Enemies of obfuscation

A while back, I wrote about one of my favorite all time store names: Smokes and News. I had seen the store sign from a freeway in Oregon and it caught my eye. I liked how the sign briefly and completely captured the store's purpose and function. One glance was all it took and you understood the central message of the enterprise. As marketers, we should be enemies of obfuscation. Leave obfuscation to military strategists. For us, we want everyone to understand our mission clearly.

That's why I believe that when you are looking at your website critically, asking yourself "is it really doing the job for our organization?" you should first examine the home page and see if your message jumps from the page. If it doesn't, if it must be teased out of links and menus, excavated from beneath a lavish layer of graphics and javascript animations, then you need to revise. That's not to say the home page can't have other functions, but job one should be page one. If you're not sure what your central message is, see my previous blogs on defining your mission as an organization.

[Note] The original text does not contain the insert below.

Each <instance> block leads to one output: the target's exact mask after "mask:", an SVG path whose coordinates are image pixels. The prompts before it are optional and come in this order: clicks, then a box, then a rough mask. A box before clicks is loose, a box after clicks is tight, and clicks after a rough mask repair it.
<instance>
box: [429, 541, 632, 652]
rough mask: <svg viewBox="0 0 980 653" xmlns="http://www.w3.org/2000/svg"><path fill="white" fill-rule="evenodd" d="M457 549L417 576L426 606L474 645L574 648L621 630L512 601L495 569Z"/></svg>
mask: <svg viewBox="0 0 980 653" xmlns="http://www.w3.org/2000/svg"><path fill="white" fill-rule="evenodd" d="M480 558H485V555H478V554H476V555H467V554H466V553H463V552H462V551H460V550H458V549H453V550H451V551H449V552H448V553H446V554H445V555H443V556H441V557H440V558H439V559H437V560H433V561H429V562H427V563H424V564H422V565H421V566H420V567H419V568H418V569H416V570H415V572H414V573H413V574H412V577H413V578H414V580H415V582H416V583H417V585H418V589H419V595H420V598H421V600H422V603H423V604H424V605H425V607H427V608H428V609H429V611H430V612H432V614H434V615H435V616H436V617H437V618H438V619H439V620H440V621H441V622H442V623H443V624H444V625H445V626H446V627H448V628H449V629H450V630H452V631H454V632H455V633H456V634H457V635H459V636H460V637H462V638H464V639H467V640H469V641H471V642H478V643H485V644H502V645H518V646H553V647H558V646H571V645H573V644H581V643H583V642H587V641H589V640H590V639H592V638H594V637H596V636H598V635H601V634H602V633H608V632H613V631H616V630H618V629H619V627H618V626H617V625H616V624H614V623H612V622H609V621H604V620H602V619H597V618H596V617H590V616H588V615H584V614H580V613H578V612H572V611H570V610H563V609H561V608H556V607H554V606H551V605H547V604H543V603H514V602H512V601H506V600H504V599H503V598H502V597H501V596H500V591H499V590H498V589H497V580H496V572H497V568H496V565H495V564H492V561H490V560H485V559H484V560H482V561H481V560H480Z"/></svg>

As you further evaluate your website, stand back and judge its overall appearance. Is it attractive and appealing? Pleasing and attractive design is the capture device for the human brain. As part of appraising overall design, erase the words on the home page from your mind and feel what message the graphics alone deliver. Are the graphics in rhythm with the central message? What message do the graphics convey? Do the graphics direct your eyes to different elements on the page in a meaningful way, like well-designed streets, or is it all a hopeless jumble?

Finally, mentally insert the words back onto the page and ponder readability. Have you used inappropriate technical jargon, mysterious acronyms, insider catch phrases or other barriers that stand between you and the reader? Try to speak to the reader in their own voice about your mission. A common error made by many web writers is to employ language that creates distance between themselves and their clients. It's a tempting thing to do because of our desire to put on our professional persona and speak with authority. Your job as a writer is to figure out the voice which best moves the client to action, and most always, that voice is an echo of their own.

When you are evaluating your own website, is it "Smokes and News" or is it just smoke?


Guest blogger Dennis Mathis is a long-time resident of the Four Corners who nurtures an interest in writing, marketing, technology, reading and business. About a year ago, he retired from a public relations job and is now formally self-managed. It is a harder job than he imagined it would be. He and his wife, Nancy, live in a log cabin near Lemon Lake decorated with birdhouses, and when the water is calm, they kayak along Lemon's graceful shoreline.